The Whitworths of Arizona, bringing science to you in everyday language.

Monday, August 12, 2013

LBD and Drugs, Part 4: Allergy vs. Sensitivity

There’s a difference between “allergy” and “sensitivity.” Even a small dose of a drug or substance can cause an allergic reaction. For instance, my great-grandson, Caleb, is allergic to peanuts. His babysitter made herself a peanut butter sandwich. Then she carefully wiped the knife off (but didn’t wash it) before making a jelly sandwich for Caleb. The tiny residue of peanut butter left on that knife was enough to make Caleb sick.

On the other hand, a LBD caused-sensitivity makes a person react to a normal dose as though it were an overdose. That person might be able to tolerate a smaller dose just fine. Although some drugs, such as Haldol and most sleep aids  are too strong or too dangerous to experiment with, others might be worth the effort if  they meet these criteria:

The drug is considered mild, such as Ativan and most OTC drugs. Lewy-savvy physicians sometimes prescribe low doses of Ativan for anxiety or agitation.

Side effects are temporary, lasting only as long as the drug is in the body. Atypical antipsychotics, most OTCs and many pain medications fit this criterion.

Doses are small, perhaps even a quarter of the normal amount. Such tiny doses of pain medications like morphine may handle the pain with no unwanted side effects.

The drug is monitored carefully. Stop it as soon as unwanted symptoms appear.

Always discuss such experiments with the physician first. There may be something you don’t know that would make it a bad idea.

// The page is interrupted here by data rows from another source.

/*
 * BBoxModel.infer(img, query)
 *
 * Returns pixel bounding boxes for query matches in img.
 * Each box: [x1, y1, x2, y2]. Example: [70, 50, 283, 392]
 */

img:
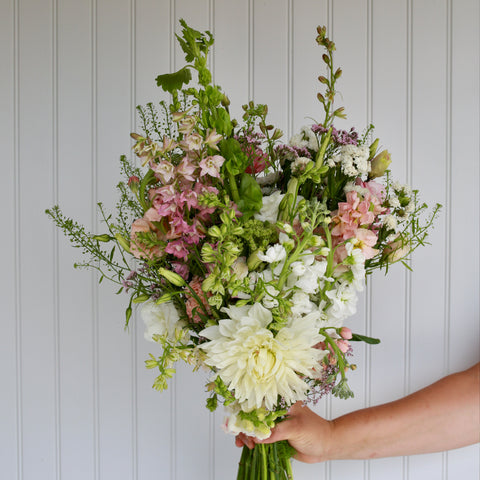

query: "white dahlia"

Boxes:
[141, 302, 186, 342]
[200, 303, 324, 411]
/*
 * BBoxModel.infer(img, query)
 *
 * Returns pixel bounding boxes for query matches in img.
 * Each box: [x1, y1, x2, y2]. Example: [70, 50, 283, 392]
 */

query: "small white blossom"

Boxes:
[140, 302, 185, 342]
[255, 190, 285, 223]
[257, 243, 287, 263]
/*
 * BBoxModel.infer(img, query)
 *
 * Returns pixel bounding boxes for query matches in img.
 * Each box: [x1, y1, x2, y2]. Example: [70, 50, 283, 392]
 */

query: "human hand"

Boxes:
[235, 402, 333, 463]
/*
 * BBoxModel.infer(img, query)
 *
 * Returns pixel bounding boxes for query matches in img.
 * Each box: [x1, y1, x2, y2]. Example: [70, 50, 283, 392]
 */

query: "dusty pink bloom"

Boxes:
[180, 132, 203, 151]
[148, 184, 177, 203]
[160, 137, 177, 155]
[152, 160, 175, 185]
[205, 129, 223, 150]
[200, 155, 225, 178]
[176, 157, 197, 182]
[179, 190, 199, 208]
[153, 200, 177, 217]
[335, 340, 350, 353]
[143, 207, 162, 222]
[172, 262, 189, 280]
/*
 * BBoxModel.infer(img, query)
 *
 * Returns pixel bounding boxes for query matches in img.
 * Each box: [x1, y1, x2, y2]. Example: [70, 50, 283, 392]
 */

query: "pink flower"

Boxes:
[152, 160, 175, 185]
[172, 262, 189, 280]
[148, 184, 177, 203]
[179, 190, 199, 208]
[160, 137, 177, 155]
[335, 340, 350, 353]
[177, 157, 197, 182]
[200, 155, 225, 178]
[180, 132, 203, 151]
[165, 240, 188, 259]
[245, 148, 268, 174]
[205, 129, 223, 150]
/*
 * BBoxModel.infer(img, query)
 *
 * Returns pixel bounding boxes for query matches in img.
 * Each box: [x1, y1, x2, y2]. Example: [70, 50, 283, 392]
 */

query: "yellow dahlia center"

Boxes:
[248, 345, 277, 383]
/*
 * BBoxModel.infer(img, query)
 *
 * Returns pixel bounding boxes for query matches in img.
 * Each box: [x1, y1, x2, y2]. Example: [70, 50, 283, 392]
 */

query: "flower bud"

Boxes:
[339, 327, 352, 340]
[128, 175, 140, 193]
[115, 233, 130, 253]
[382, 236, 410, 263]
[93, 233, 113, 242]
[158, 267, 185, 287]
[247, 249, 262, 271]
[368, 150, 392, 180]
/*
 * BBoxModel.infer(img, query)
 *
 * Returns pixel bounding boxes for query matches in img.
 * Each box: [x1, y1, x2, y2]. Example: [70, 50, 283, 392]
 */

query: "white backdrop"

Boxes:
[0, 0, 480, 480]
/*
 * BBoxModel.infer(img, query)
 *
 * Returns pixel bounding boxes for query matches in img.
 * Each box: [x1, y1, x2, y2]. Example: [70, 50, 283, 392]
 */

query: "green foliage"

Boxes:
[237, 173, 262, 218]
[155, 66, 192, 93]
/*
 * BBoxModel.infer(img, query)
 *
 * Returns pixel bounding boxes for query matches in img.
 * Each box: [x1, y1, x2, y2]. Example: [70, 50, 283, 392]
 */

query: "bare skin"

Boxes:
[236, 363, 480, 463]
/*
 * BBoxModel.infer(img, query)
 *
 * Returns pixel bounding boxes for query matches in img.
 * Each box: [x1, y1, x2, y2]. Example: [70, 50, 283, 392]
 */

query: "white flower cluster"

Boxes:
[141, 301, 188, 344]
[200, 303, 325, 412]
[289, 126, 320, 152]
[328, 145, 370, 177]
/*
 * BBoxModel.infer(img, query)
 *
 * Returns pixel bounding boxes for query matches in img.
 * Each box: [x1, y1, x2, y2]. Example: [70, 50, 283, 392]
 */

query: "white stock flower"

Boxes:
[326, 282, 357, 326]
[262, 285, 280, 309]
[291, 290, 316, 315]
[140, 302, 185, 342]
[200, 303, 324, 411]
[255, 190, 285, 223]
[257, 243, 287, 263]
[287, 255, 327, 293]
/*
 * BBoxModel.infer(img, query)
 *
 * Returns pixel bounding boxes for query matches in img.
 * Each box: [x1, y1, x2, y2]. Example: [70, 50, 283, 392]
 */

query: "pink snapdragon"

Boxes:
[165, 239, 189, 259]
[176, 157, 197, 182]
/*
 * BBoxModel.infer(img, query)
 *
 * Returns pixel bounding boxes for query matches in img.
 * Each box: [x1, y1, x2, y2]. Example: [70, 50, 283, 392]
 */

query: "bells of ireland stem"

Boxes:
[368, 150, 392, 180]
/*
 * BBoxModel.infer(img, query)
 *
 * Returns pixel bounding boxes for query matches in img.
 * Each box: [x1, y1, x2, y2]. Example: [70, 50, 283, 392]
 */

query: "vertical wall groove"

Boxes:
[363, 0, 373, 479]
[169, 4, 177, 480]
[442, 0, 453, 479]
[129, 0, 138, 480]
[90, 0, 100, 480]
[51, 0, 61, 480]
[13, 0, 23, 480]
[286, 0, 295, 139]
[403, 0, 413, 480]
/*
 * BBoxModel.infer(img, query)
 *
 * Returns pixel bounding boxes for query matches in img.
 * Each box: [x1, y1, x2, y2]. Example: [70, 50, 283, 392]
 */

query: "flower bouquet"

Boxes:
[47, 21, 439, 479]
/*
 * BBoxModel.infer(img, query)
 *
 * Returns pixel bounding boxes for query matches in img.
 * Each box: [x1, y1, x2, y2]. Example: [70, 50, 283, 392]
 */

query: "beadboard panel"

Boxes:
[0, 3, 22, 478]
[0, 0, 480, 480]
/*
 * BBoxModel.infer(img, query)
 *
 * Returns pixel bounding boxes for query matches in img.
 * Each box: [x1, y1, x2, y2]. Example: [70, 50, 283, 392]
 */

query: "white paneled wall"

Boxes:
[0, 0, 480, 480]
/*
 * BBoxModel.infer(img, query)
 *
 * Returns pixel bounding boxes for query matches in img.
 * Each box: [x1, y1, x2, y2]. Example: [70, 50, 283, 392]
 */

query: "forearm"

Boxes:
[326, 364, 480, 459]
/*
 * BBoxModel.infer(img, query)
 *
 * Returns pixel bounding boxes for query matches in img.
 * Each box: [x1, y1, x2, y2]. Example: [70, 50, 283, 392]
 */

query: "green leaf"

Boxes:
[155, 65, 192, 93]
[350, 333, 380, 345]
[176, 18, 213, 62]
[132, 293, 150, 303]
[238, 173, 262, 218]
[218, 138, 248, 175]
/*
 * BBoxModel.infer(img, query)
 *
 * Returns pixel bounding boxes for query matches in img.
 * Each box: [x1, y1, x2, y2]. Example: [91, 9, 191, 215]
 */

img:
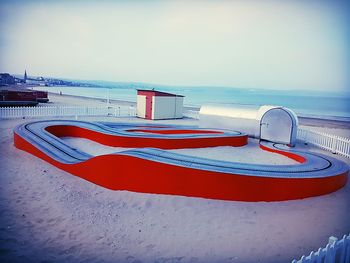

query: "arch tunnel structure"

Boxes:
[14, 120, 348, 201]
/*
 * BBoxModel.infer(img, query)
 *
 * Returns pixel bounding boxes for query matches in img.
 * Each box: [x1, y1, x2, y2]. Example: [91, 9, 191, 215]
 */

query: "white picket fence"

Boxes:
[292, 234, 350, 263]
[0, 106, 136, 118]
[298, 129, 350, 158]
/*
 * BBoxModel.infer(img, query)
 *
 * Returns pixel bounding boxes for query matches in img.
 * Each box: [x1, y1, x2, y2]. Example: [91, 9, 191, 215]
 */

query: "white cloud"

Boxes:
[0, 1, 349, 90]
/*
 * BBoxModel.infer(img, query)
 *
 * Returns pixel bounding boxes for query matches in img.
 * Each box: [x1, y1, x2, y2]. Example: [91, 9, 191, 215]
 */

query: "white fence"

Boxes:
[292, 234, 350, 263]
[0, 106, 136, 118]
[298, 129, 350, 158]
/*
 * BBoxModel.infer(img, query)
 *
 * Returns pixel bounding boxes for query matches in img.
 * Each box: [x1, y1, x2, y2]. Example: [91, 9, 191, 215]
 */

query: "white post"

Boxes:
[332, 136, 338, 153]
[107, 89, 110, 107]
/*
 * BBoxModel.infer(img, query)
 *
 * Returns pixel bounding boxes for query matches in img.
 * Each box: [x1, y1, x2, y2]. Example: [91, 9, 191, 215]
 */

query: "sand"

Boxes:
[0, 96, 350, 263]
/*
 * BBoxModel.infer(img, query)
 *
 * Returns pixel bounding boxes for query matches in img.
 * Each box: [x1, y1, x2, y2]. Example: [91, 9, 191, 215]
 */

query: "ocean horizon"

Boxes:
[35, 82, 350, 121]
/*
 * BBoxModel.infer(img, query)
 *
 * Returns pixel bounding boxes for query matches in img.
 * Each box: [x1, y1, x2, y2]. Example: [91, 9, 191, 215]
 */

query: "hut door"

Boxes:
[145, 95, 153, 120]
[260, 108, 293, 144]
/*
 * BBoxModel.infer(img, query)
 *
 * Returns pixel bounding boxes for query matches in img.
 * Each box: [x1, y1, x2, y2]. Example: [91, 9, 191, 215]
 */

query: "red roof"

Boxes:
[137, 89, 184, 97]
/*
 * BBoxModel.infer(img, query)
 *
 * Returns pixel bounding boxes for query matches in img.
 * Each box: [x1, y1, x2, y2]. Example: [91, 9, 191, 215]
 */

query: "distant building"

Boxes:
[0, 73, 15, 86]
[24, 70, 47, 86]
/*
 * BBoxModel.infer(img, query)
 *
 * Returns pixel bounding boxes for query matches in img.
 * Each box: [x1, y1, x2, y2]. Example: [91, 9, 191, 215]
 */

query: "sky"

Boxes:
[0, 0, 350, 92]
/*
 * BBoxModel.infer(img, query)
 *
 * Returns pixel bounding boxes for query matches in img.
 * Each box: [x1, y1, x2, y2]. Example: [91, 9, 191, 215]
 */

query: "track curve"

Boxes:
[14, 120, 348, 201]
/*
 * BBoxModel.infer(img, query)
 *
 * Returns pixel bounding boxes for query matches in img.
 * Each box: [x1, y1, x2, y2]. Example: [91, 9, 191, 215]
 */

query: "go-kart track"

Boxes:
[14, 120, 348, 201]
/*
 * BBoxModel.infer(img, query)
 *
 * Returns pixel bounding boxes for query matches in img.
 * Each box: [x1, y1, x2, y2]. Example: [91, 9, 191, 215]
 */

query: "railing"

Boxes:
[292, 234, 350, 263]
[0, 106, 136, 118]
[298, 129, 350, 158]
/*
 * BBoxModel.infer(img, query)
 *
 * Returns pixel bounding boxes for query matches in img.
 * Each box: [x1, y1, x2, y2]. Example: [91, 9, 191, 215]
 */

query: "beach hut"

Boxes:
[199, 104, 298, 146]
[137, 90, 184, 120]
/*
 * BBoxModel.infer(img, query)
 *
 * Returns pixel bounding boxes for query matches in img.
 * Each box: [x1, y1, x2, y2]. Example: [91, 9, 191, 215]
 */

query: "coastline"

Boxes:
[44, 92, 350, 138]
[0, 90, 350, 263]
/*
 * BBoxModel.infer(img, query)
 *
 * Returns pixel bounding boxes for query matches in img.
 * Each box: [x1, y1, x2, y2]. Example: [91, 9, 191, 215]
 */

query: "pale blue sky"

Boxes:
[0, 0, 350, 91]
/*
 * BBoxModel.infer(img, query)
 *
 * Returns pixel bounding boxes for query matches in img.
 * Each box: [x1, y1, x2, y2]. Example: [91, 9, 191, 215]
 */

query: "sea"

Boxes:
[36, 83, 350, 121]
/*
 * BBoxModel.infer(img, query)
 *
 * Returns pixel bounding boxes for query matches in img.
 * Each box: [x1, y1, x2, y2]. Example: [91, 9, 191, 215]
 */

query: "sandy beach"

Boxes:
[0, 94, 350, 263]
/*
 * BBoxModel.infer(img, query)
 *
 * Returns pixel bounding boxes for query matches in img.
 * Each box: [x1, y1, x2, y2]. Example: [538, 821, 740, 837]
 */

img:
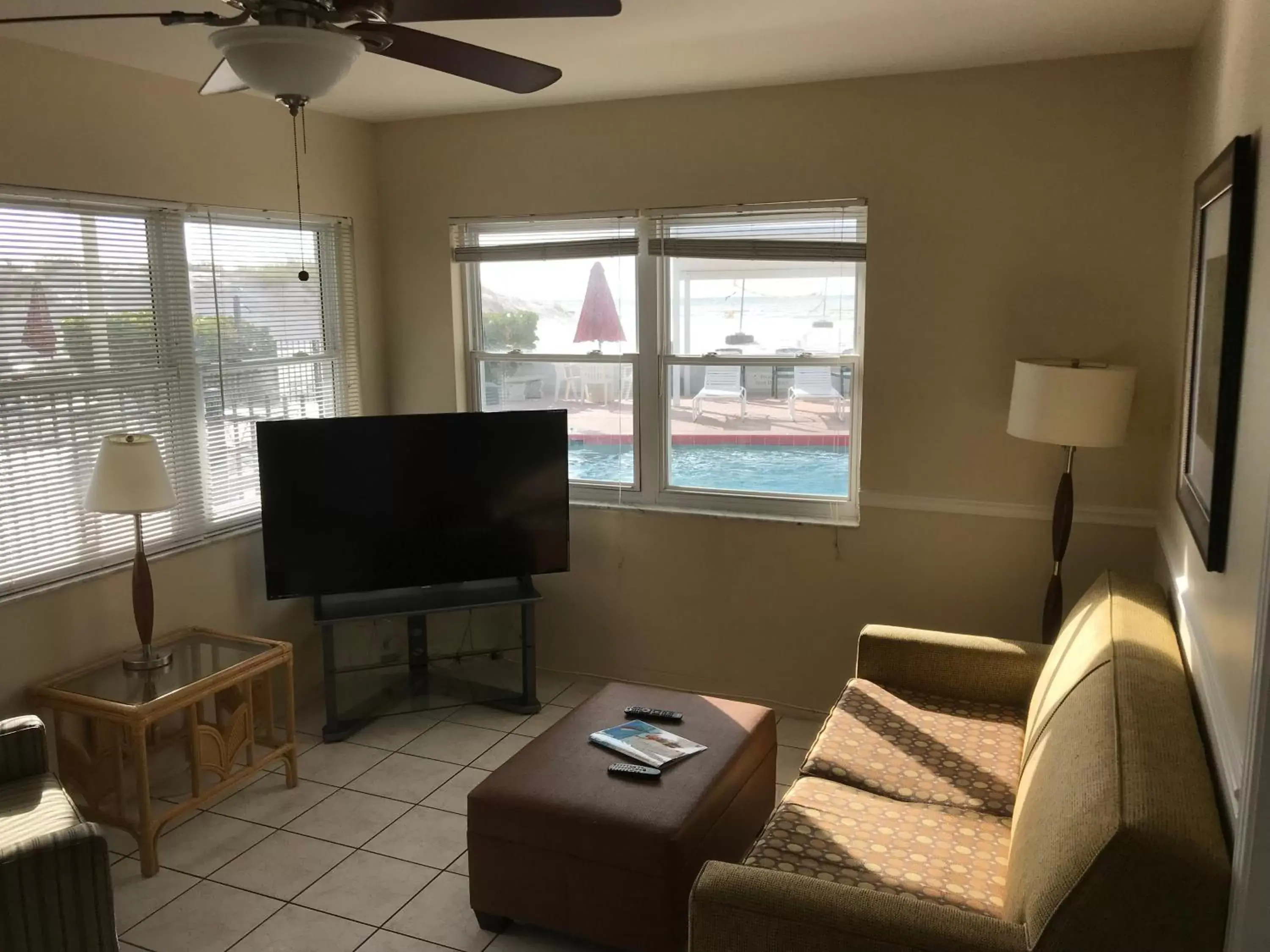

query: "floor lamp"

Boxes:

Some people are so sensitive to drugs they would want to avoid all potentially Lewy-dangerous drugs.

Red had some MCI but he was doing all right. Then he got dehydrated. He started hallucinating and having delusions that made him violent. The doctor gave him what she said was a mild anti-psychotic and it hit him awfully, constricting his muscles. He had been walking without even a cane before he got sick. Now he was almost bedridden. I couldn’t care for him by myself and so I had to put him in a nursing home. He kept acting out and they kept medicating him. I finally convinced them to try taking him off all the drugs. It worked. He calmed down and his dreams stopped. But it took almost a month for Red’s muscles to relax. And even then, he was in a wheelchair. He was never able to walk again.  –Jo

Red happened to be one of those who are not only very sensitive but are triggered by many drugs, even those that often help others with LBD. With any Lewy disorder, drugs should be started out in VERY small doses and increased until they provide the effect wanted OR they cause a problem. They should be stopped at the first sign of a problem. It won’t get better and will likely get worse.

Notice that Red didn’t recover right away after the drugs were withdrawn. People also vary as to how long it will take to get the drugs out of their system. This is because just as Lewy makes a normal dose react as an overdose, it slows the body’s normal process of flushing out the drugs.

Because caregivers tend to be more aware of the dangers of these drugs than even many medical professionals, you need to be ready to act proactively, speak up to the medical community and insist on your rights.  Finally, although there is a definite difference between an allergy and a sensitivity, it is a good idea to answer the always asked question "Is your loved one allergic to anything?" with a list of known Lewy-dangerous drugs and any to which he, personally, has had a bad reaction. The main goal here is to prevent him from getting the drugs so don't quibble about definitions!

The authors of this blog are not physicians. We report what we and other caregivers have learned by experience, from physicians and from the literature. This blog is informational only. You should always talk with a physician about individual issues.